01
電撃文庫大賞に応募した作品ですが、落選した小説。一次審査も通らない駄作。
正直途中から時間とページ数がヤバくなったので、強制的に終わらせたのでまあしゃーない。
さて、暇つぶしにでも読んでみて頂ければと思って流してみました。
走る、走る、走る。息が切れても、力尽きたとしても走らなければならない。
もう俺に帰る場所は無い。最も信頼していた仲間に裏切られ、肉体も崩壊を始めている。
幸いにも俺を追う足音は既に聞こえなくなっていた。しかし能力で強化した身体も崩れ始め、人の形を保てずに灰か砂の様にサラサラと輝く粒子を飛散させていく。
消え行く意識の中で、俺は本能的に何かの文字列を呟く。自分が何を口にしたのかも理解せぬまま、眼前に光り輝く門が現れ一人の少女が現界した。膝までの長さの艶やかな黒髪、白磁の様に透き通る様な白い肌、特徴的なのはひと際輝く黄金色の瞳の小柄で美しい少女だ。
光の粒子として散り消える俺の身体。
エリオ・エーテルライトの身体。
眼前の少女の頬に、そっと手を這わせる。
ひと際激しく光る俺の身体。『回光返照』燃え尽きる寸前の蝋燭は、その一瞬を激しく燃えるという。自分の死に方にそんな印象を抱きながら、虚空へと散った俺の身体。
俺は、その有様を少女の瞳を使って見ていた。
見た事の無い、知りもしない少女の肉体に己を宿して。
その事実を理解する前に、俺は意識を失い倒れた。
それから約半年が経ち、再びこの地に足を踏み入れる。
『マネツ国立グリンゴレット魔法学園』叶うならば元の身体に。出来ぬのならば、せめて事の真相を知りたかった。あと絶対にヤツはぶん殴る。

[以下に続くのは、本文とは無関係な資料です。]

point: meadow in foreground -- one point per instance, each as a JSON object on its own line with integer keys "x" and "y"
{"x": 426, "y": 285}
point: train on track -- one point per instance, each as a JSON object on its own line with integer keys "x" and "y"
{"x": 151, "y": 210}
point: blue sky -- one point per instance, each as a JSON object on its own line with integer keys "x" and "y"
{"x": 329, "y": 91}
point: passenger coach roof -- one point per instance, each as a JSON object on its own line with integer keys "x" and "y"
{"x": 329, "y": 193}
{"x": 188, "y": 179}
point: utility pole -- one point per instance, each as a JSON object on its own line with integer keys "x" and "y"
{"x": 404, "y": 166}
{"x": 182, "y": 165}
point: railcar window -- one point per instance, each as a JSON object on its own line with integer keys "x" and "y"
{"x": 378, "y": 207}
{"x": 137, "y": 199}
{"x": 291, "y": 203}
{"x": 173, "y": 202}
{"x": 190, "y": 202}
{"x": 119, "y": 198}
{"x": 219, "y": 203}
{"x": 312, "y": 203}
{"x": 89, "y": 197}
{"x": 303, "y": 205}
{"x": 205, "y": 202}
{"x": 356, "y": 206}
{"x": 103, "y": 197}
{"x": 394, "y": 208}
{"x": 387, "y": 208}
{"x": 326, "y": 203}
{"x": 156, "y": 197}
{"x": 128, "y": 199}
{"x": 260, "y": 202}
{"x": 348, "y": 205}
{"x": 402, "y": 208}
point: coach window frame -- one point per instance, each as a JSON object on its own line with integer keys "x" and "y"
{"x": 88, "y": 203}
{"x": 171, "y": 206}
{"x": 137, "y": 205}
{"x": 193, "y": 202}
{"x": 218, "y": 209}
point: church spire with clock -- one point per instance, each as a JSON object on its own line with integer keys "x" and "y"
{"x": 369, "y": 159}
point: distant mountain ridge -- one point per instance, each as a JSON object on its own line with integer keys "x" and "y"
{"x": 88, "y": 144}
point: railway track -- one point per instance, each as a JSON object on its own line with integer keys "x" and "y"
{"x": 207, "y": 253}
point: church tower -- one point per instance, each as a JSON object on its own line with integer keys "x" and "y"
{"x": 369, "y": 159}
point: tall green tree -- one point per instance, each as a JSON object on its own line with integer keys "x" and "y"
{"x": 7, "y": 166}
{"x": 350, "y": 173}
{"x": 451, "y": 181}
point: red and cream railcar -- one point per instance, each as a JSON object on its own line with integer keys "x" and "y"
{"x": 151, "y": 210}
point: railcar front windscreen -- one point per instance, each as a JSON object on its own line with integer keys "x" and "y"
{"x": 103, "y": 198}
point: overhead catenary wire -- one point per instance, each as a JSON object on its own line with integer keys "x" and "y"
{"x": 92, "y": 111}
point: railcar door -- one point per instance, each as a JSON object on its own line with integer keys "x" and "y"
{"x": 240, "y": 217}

ただそれだけの儚い希望を抱いて、俺は学園の門をくぐる。
この世界には神と大悪神、そして人間が存在していました。
かつて神はシェイヴァゼル大陸を護るため、一人で大悪神と戦っていたのです。
しかし大悪神は神が作った人間の欲望を利用し、七柱の邪神を生み出し悪虐の限りを尽くしました。
それを悲しんだ神は、七人の心美しい人間を召し上げ神の使いに昇華させ”ルクス”という七つの神器を与え大悪神と邪神の討伐を命じました。

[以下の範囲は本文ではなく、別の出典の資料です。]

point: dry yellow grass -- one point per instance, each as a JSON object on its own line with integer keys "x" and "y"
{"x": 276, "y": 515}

七人の神の使いは七人の王となり、人間を率いて戦いました。
ですが、欲望に負けた十人の王が結託し連合国を形成、神の使いに対抗したのです。
これを神代戦争と呼びます。
二百年続く戦争の後、ようやく平定した人間界は七人の王の後継者に統治を委ね、天へと帰って行きました。
それから千年ほどで現在に至り、周辺諸国からの侵攻が稀にありますが……概ね平和な時代が続いています。
このグリンゴレット魔法学園は、七つの国に数ある魔法教育機関の中でもトップクラスの成績を持つ者が集う事で有名な学園じゃ。
小等部から大学までエスカレートで行ける者もいれば、途中から受験で入ってくる者もいる。小等部からの生徒を純血派、受験組を混血と差別する輩もおる。
そして魔法に関わる講義から、政治や法律に関わる講義、果ては魔力の乏しい一般人用特設コースである薬学科が存在する。ちなみに薬学科は魔法教育協会の指針で一定数の人間しか入れず、また諸経費を含め一切を学園側が負担する事になっている。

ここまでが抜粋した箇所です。